Dynamic batch_size

The section describes how to support the dynamic batch_size function at model build time.

Overview

batch_size is the number of images processed per batch during model inference. In static batch_size scenarios, the batch_size is determined by the value of N in the shape. In dynamic batch_size scenarios, the batch_size can be set dynamically. For example, to process two, four, or eight images per inference batch, you can set the dynamic batch size profiles to 2,4,8. The memory will be allocated based on the maximum preset batch size.

Procedure

  1. In Data operator definition, set the dynamic dimension in the shape to -1.
    1
    2
    3
    4
    5
        auto shape_data = vector<int64_t>({ -1,1,28,28 });
        TensorDesc desc_data(ge::Shape(shape_data), FORMAT_NCHW, DT_FLOAT);
        auto data = op::Data("data");
        data.update_input_desc_data(desc_data);
        data.update_output_desc_out(desc_data);
    
  2. At model build time, set INPUT_SHAPE and INPUT_FORMAT in the options argument passed to the aclgrphBuildModel call and specify the batch size of each by setting DYNAMIC_BATCH_SIZE.
    • INPUT_FORMAT must be consistent with the format of each Data operator, and only NCHW and NHWC are supported. Otherwise, model build fails.
    • INPUT_SHAPE must be set.
    1
    2
    3
    4
    5
    6
    7
    void PrepareOptions(std::map<AscendString, AscendString>& options) {
        options.insert({
            {ge::ir_option::INPUT_FORMAT, "NCHW"},
            {ge::ir_option::INPUT_SHAPE, "data:-1,1,28,28"}, // -1 in INPUT_SHAPE indicates dynamic batch.
            {ge::ir_option::DYNAMIC_BATCH_SIZE, "2,4,8"}     // Set the batch size profiles.
        });
    }
    

Precautions

  • This function is exclusive with dynamic image size and dynamic dimension.
  • Too large batch sizes or too many batch size profiles will cause model build failures.
  • If the number of images to be processed each batch is unfixed, you can set this parameter to dynamically allocate the number of images to be processed per batch. For example, to run inference on two, four, or eight images per batch, set this option to 2,4,8. Memory will be allocated based on the runtime batch size.
  • If this option is used to set the dynamic batch_size during model build, you need to perform the following operations before calling the model execution APIs to run an application project for inference:
    • Use the aclmdlSetDynamicBatchSize API to set the real batch_size profile.
    • If aclmdlSetDynamicBatchSize is not used, the maximum value in the batch_size range is assigned by default during model execution.

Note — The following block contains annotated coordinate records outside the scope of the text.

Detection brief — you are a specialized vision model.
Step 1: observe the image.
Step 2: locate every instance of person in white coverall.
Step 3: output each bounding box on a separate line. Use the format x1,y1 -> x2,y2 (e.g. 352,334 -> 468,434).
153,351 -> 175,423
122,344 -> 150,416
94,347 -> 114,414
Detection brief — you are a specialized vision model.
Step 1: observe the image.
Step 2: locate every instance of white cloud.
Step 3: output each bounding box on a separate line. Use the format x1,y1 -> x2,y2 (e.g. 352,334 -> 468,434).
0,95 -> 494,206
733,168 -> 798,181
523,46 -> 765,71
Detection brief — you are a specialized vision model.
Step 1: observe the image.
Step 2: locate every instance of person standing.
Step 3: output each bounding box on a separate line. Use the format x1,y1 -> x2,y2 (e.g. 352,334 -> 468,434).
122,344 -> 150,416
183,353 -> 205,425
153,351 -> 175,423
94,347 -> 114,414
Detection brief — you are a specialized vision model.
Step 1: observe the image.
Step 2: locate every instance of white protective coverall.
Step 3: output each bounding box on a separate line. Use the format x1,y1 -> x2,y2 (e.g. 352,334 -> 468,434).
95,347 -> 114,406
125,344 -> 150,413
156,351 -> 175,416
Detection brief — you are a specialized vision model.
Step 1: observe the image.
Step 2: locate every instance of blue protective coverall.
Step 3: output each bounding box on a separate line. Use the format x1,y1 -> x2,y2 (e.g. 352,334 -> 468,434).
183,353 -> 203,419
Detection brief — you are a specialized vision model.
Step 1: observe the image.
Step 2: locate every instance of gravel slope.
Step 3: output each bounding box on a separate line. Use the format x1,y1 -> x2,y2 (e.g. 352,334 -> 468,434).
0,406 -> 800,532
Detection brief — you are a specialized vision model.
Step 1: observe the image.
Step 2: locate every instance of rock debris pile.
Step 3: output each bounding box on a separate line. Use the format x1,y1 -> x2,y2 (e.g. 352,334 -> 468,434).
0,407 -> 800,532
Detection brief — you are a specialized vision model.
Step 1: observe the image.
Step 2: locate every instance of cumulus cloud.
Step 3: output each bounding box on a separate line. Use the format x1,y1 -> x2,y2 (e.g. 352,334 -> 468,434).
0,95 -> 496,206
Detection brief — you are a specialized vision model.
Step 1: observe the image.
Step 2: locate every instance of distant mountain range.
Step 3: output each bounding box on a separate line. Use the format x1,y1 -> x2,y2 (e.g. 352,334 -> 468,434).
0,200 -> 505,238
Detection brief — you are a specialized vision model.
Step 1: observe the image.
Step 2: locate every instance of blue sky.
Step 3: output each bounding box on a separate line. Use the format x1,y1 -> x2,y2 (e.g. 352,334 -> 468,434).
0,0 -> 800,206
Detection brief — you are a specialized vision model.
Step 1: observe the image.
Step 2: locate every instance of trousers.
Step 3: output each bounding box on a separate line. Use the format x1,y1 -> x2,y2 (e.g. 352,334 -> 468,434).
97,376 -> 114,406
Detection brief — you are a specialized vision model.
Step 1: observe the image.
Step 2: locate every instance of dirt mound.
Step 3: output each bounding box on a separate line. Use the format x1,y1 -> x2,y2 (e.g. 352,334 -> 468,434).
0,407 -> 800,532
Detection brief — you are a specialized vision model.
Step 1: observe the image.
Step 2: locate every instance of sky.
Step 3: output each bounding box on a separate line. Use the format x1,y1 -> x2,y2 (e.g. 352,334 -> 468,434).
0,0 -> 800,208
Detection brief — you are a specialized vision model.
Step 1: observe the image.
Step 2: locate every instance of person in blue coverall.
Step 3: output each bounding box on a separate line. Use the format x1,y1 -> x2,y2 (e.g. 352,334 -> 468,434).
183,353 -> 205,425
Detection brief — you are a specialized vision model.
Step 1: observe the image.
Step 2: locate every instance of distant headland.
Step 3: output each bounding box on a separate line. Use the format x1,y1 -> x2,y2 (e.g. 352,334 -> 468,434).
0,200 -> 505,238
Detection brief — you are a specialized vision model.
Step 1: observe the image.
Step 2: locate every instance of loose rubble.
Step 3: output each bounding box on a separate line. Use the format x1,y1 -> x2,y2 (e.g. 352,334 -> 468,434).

    For details about the API, see ""aclmdlSetDynamicBatchSize"".

  • If you have set a dynamic batch_size as well as dynamic AIPP (by setting INSERT_OP_FILE):

    In your inference code, call the aclmdlSetInputAIPP API to set dynamic AIPP parameters. Ensure that the batch_size is set to the allowed maximum batch size profile. For details about the APIs, see ""aclmdlSetInputAIPP"".

  • The offline model generated with this option configured with the dynamic batch_size feature, which may result in structural differences compared with models generated without this option, leading to different inference performance.
  • In the scenario where you have set too large batch sizes or too many batch size profiles, when performing inference in the operating environment, you are advised to run the swapoff -a command to disable the use of swap space as memory to prevent slow operating environment.